And so that was a pretty impressive, I think it was even before the GDPR went into effect, and we were already applying those concepts, which is nice.
One small pitch, though, is that at Cloudflare, we're continuing to take things further.
And I think it was this week, Tarek could probably talk more about it.
We announced we're working on ODO.
And that, in some respects, is taking this whole implementation even further in that no two parties will have both pieces of information and know both the requester and the destinations, which is really nice to see moving forward.
Yeah, I think that's really important.
And I think one of the things that we talk about a lot, too, and this goes both to the web analytics point, especially to 1.1, is there's an ocean of data out there in the world right now on the Internet.
And our goal is to really shrink that ocean.

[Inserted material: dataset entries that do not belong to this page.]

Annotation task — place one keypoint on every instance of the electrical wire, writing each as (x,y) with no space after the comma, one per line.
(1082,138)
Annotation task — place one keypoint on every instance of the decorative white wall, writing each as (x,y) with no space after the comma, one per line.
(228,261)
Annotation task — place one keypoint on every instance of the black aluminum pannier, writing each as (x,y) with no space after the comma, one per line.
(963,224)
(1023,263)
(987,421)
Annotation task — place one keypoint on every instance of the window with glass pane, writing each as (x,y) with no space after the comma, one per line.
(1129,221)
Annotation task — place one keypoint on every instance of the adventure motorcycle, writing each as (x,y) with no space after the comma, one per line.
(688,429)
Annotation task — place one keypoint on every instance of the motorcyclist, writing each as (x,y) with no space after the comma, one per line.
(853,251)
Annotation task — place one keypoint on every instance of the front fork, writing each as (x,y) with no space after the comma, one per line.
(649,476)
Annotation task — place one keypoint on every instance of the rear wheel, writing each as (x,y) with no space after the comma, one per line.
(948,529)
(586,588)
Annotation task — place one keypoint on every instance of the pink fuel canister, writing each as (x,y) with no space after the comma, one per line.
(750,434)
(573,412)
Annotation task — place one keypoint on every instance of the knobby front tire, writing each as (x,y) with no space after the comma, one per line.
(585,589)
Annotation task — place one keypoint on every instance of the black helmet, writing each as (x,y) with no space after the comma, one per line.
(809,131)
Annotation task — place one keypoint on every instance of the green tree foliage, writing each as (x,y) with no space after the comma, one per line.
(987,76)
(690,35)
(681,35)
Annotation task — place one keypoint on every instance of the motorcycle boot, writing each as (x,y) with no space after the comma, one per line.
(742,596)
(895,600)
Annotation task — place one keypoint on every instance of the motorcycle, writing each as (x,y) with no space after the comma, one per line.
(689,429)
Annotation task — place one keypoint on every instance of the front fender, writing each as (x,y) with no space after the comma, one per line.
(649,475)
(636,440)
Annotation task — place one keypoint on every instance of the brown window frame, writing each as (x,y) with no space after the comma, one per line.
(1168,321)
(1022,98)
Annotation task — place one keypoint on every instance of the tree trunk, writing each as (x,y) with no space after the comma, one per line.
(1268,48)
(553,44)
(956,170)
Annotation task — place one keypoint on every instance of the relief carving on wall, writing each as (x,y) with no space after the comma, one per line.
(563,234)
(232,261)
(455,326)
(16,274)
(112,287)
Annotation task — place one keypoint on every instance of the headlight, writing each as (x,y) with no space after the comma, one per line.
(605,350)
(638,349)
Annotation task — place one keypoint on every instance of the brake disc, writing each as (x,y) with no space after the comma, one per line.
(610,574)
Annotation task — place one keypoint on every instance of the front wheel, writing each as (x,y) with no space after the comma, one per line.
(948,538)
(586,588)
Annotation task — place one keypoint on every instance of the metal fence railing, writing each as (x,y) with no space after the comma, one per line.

So rather than, you know, there's a lot of important work being done to try to put rules and protections around how that ocean of data is being used.
But one really great way to kind of help with privacy is to just not put data into that data ocean or to minimize what amount of data is in there.
So I love that we keep doing things that try to accomplish that. Tara, do you want to jump in a little bit and talk about ODO?
Sure. I was very happy to see support go out for this.
As a person working in the research team, I was very excited about new developments.
I think IDO set it up pretty well, so I'm going to keep it at a pretty high level.
But the idea of this, the ODO, the Oblivious DNS over HTTPS, really is this idea that you have a query, you have a question about, I have a domain name, I have something I want to look up to find the IP address.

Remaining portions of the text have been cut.